Friday, April 12, 2013

Try Going Just One Day With No Texting and Driving

            Sounds good my man. seeya soon ill tw |

Alexander Heit, 22 years old, was in the driver's seat, head down, while the car carrying him was drifting into oncoming traffic. The oncoming driver slowed and avoided a collision, but when Alexander looked up, he over-corrected, and rolled his car. Officers found his cell phone with a partially complete text message at 5:16 p.m.

His parents released an image of the message, hoping no one else has to die while texting and driving.

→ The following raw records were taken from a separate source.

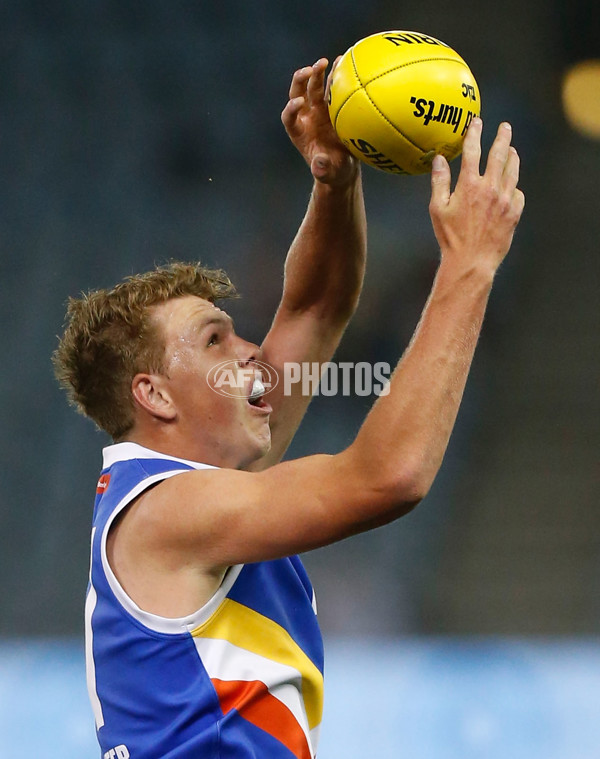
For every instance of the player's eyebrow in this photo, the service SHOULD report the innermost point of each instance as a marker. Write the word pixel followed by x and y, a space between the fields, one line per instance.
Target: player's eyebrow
pixel 221 318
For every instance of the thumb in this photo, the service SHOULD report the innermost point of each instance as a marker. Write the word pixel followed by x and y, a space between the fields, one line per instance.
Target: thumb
pixel 440 181
pixel 320 166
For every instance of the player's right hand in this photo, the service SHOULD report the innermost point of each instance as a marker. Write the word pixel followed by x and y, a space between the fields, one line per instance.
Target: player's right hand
pixel 476 222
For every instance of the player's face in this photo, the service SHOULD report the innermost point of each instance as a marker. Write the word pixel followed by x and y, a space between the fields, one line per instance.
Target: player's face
pixel 220 412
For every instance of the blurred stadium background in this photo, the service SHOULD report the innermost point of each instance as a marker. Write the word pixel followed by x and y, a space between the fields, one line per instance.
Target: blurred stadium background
pixel 133 133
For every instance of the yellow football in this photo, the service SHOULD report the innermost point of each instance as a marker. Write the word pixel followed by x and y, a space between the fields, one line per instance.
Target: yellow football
pixel 397 98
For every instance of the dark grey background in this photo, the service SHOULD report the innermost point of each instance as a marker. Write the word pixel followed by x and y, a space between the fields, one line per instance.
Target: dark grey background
pixel 133 133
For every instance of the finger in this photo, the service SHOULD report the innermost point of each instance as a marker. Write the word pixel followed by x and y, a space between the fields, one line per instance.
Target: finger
pixel 471 154
pixel 498 154
pixel 330 77
pixel 510 176
pixel 299 82
pixel 290 113
pixel 314 88
pixel 440 182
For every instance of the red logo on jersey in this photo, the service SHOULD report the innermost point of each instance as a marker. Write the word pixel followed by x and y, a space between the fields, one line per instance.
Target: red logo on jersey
pixel 102 484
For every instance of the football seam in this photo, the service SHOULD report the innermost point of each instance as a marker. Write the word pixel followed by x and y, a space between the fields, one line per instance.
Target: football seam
pixel 387 71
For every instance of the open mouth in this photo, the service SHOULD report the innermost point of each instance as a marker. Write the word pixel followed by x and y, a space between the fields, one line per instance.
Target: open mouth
pixel 256 394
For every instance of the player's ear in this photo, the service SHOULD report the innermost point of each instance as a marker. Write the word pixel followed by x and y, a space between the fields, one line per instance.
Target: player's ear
pixel 150 393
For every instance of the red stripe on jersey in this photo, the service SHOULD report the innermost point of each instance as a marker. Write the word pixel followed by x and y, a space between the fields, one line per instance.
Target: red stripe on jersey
pixel 255 704
pixel 102 484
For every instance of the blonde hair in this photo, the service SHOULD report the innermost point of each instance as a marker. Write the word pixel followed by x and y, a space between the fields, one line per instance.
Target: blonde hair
pixel 109 338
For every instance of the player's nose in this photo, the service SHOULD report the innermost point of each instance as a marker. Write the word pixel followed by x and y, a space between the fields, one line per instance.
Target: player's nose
pixel 247 352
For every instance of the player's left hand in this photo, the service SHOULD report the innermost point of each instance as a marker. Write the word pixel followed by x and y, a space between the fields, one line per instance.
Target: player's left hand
pixel 306 120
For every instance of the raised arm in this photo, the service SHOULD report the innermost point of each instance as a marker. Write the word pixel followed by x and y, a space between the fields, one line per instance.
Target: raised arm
pixel 231 516
pixel 325 265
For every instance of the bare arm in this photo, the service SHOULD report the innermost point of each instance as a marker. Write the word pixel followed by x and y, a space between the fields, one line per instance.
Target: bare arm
pixel 324 268
pixel 224 517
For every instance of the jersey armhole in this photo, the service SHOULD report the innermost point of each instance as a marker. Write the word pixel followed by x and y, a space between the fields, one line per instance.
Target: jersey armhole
pixel 154 623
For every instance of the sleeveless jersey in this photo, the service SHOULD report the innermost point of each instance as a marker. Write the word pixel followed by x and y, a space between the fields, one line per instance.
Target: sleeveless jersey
pixel 241 678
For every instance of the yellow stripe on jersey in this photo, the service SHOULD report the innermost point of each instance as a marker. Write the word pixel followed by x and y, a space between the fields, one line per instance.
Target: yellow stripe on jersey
pixel 249 630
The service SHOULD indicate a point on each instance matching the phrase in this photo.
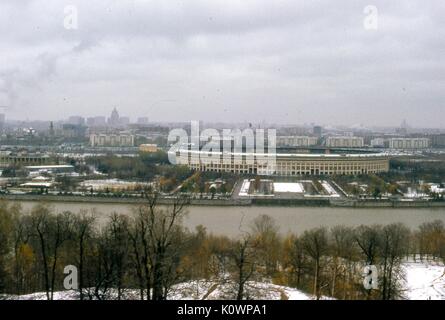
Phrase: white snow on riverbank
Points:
(424, 281)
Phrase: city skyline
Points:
(280, 61)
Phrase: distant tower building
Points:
(51, 129)
(114, 118)
(142, 120)
(77, 120)
(2, 121)
(317, 131)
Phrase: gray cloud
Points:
(278, 61)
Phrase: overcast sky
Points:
(222, 60)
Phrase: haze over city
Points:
(312, 62)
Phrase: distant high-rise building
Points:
(99, 121)
(2, 121)
(318, 130)
(124, 121)
(409, 143)
(51, 129)
(77, 120)
(142, 120)
(113, 120)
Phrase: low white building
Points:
(111, 140)
(296, 141)
(344, 142)
(409, 143)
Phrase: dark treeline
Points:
(150, 251)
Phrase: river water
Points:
(232, 221)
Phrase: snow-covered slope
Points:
(425, 281)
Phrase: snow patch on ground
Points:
(424, 281)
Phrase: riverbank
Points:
(348, 203)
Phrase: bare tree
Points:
(315, 244)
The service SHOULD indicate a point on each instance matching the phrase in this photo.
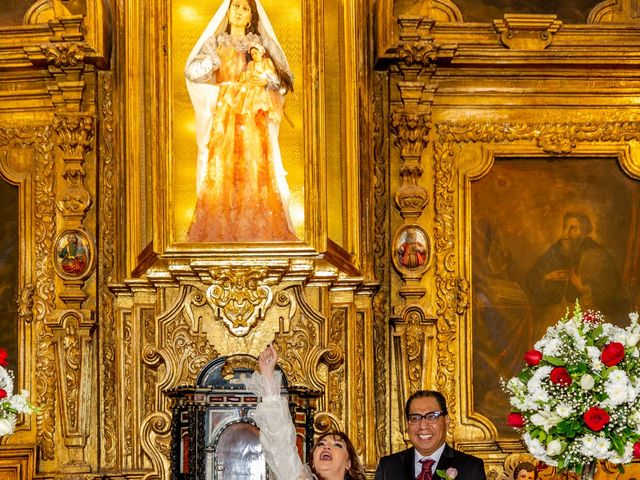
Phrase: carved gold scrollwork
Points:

What lesson do we learn from this?

  • Do not text and drive
  • Pay attention to other cars (and trucks) erratic behaviour while driving, as there are many other people texting and driving.
  • Do not over correct when you finally do get a chance to look up.
  • Buy a car that has a low centre of gravity, with wheels set wide apart so that it resists rolling.
  • If you must text and drive, do it only for important messages. As far as I can see, this message was not important.  But if you are  following a terrorist in a schoolbus with hostage children and a primed nuclear warhead, go for it.  And by "go for it" I mean contact 911, not to text your buddy that you'll be delayed for a bit, but you'll see him later.
  • If you must text and drive, (see above)  keep it short.  (i.e. "CU" is shorter than "sounds good my man. seeya soon ill tw")  And actually, that would have been even longer if Alexander had not been killed before the end of the texting.

Here is a link to an article, it has a video with a commercial intro, so if you don't like that sort of thing, try the second link


  1. IMHO ... there is no excuse for texting while operating a motor vehicle. Period. End of discussion.

    In fact, there is no excuse for doing anything else but operating the vehicle. All too many people now seem to consider operation of the vehicle as a 'secondary' activity to texting, chatting on the cell phone, fiddling with their fancy stereo, applying make-up, disciplining their children, eating their breakfast ... the list is virtually endless.

    It's dead simple: operating a motor vehicle is a complex activity ... there is no margin of error for distraction. An awful lot can (and often does) happen in the 500 milliseconds one's eyes are off the road. Even at 50 Kph, a vehicle travels almost 50 feet ... bad news if an unexpected object (vehicle, cyclist, pedestrian, animal, whatever) is suddenly present at 49 feet.

    Has driver education now been so dumbed down that the concept of 'perception-recognition- reaction' times has been abandoned?

    Although I respect the intent of programs like Manitoba's '' campaign ... ... I suspect, like seat belts and drunk driving, it will take some time for the message to hit home.

  2. Now the scientific evidence is in ...

    Frequent texters tend to be shallow ... 'Young adults who send text messages more than 100 times a day tend to be more interested in wealth and image than leading an ethical life'

    Small wonder they're causing traffic accidents. Selfish idiots - our right to an expectation of safety on the roads should trump their right to shallow, pointless, unimportant and narcissistic 'communications.'

    1. Texting could become a bigger problem than the war on drugs. The dividing line for busy texting was was 50 a day! I have sent about 20, ever. I must be at the very deep end of the thinking pool.